The findings, published in the September issue of the journal Academic Medicine, indicate that the amount of nutrition education provided to medical students in the U.S. continues to be inadequate and may even be eroding. A 2004 survey that used the same methodology and questions as the more recent one found that 38 percent of U.S. medical schools met the minimum recommended 25 hours of nutrition education. UNC-CH researchers have studied nutrition education at U.S. medical schools since 2000. “It’s definitely clear that things are not improving,” said Kelly Adams, RD, MPH, and lead author of the recent study. She is a research associate in the Department of Nutrition at UNC Chapel Hill’s School of Public Health and assistant project director of UNC’s Nutrition in Medicine program. “We hope that our paper serves as a wake-up call to [medical school] administrators.”
A total of 105 medical schools completed the portion of the survey regarding the number of nutrition contact hours completed by students.

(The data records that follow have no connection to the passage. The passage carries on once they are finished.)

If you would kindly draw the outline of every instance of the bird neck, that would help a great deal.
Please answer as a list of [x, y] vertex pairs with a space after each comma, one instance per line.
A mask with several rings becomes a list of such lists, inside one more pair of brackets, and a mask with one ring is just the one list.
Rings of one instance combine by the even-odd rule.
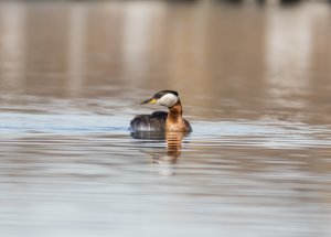
[[174, 104], [174, 106], [169, 108], [169, 114], [167, 119], [170, 120], [171, 122], [178, 122], [179, 120], [182, 119], [182, 115], [183, 115], [183, 108], [182, 108], [181, 100], [179, 99], [177, 104]]

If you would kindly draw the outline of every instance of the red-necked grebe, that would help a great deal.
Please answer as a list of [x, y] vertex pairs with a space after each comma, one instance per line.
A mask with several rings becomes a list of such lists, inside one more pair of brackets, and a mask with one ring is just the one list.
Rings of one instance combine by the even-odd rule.
[[183, 108], [177, 91], [159, 91], [152, 98], [141, 103], [143, 104], [166, 106], [169, 112], [154, 111], [151, 115], [136, 116], [130, 122], [131, 131], [192, 131], [190, 123], [182, 117]]

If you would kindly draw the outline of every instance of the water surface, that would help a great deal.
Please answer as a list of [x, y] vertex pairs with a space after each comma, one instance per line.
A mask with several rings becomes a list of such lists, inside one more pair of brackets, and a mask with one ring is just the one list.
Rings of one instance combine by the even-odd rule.
[[331, 236], [329, 6], [192, 2], [0, 2], [1, 236]]

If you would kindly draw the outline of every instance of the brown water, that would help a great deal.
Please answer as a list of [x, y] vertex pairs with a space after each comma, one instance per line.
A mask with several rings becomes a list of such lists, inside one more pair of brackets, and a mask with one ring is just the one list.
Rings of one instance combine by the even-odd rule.
[[[331, 8], [0, 2], [0, 236], [331, 236]], [[177, 89], [193, 132], [136, 139]]]

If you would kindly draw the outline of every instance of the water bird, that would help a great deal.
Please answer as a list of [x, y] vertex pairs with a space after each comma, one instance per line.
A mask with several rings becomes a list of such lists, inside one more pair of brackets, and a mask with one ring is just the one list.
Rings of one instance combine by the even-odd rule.
[[161, 90], [141, 103], [168, 107], [169, 112], [154, 111], [151, 115], [138, 115], [130, 121], [131, 131], [174, 131], [191, 132], [190, 123], [182, 117], [183, 108], [178, 91]]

The number of hours taught ranged from zero to 70 hours. Just 28 schools, or 27 percent, surveyed indicated that they provide at least 25 hours of nutrition instruction. Thirty medical schools reported requiring 12 or fewer hours of nutrition instruction; Thirty-seven schools indicated that they provide between 13 and 24 hours of nutrition education.
Adams said the UNC Chapel Hill team also noted an apparent trend toward offering nutrition education as part of an integrated curriculum, as opposed to offering dedicated nutrition courses. That doesn’t bode well for nutrition education, she said, because integrated courses appear to be less effective at teaching nutrition.
“I hear anecdotally that when nutrition is integrated, it tends to get pushed out,” Adams said. “It’s not seen as important enough when there are so many competing demands.”